💾 Archived View for marginalia.nu › log › 21-new-solutions-old-problems.gmi captured on 2023-06-14 at 14:14:17. Gemini links have been rewritten to link to archived content
⬅️ Previous capture (2021-12-01)
-=-=-=-=-=-=-
I've spent some time the last week optimizing how the search engine identifies appropriate search results, putting far more consideration into where and how the search terms appear in the page when determining the order they are presented.
Search-result relevance is a pretty difficult problem, but I do think the changes has brought the search engine in a very good direction.
A bit simplified, I'm building tiered indices, ranging from
The indices are queried in the order listed above, so that (hopefully) most relevant results are extracted before mere off-hand mentions.
Another change is that queries are broken down into several possible N-grams, which are searched in decreasing order of length.

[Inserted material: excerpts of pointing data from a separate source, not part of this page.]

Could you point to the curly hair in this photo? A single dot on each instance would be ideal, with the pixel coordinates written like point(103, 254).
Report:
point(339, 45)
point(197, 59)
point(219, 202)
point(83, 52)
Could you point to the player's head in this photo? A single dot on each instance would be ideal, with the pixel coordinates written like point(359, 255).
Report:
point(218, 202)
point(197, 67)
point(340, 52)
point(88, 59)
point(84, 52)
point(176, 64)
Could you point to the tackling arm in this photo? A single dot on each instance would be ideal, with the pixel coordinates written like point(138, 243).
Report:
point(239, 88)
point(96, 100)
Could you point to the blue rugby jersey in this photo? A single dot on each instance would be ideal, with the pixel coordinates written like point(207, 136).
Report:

I did this to a very basic degree before, but this is much more exhaustive.
Determining that a term doesn't exist in the index is an incredibly fast O(1) process, so performing many queries for N-grams that don't exist isn't a problem, even if this results in a large number of queries for a single search.
Example: If you type "Starcraft 2 Legacy of the Void" into the search bar, the search server will perform these queries:
starcraft_2_legacy_of|the_void starcraft_2|legacy_of_the_void starcraft_2_legacy|of_the_void starcraft_2_legacy|of_the|void starcraft_2|legacy_of_the|void starcraft_2|legacy|of_the_void starcraft_2|legacy_of|the_void starcraft_2|legacy|of_the|void
The search code only constructs (up to) 4-grams, and caps them to at most 16 to prevent denial-of-service searches that generate astronomical numbers of queries in the backend.
There is no "starcraft|2|legacy|of|the|void" because "2", "of", and "the" are stop words; that is words that are not indexed in isolation and can be trivially discarded from consideration.
I think I've made good progress, since a lot of the problems I'm starting to encounter aren't teething problems, but the sort of problems "real" search engines struggle with. That's actually pretty exciting!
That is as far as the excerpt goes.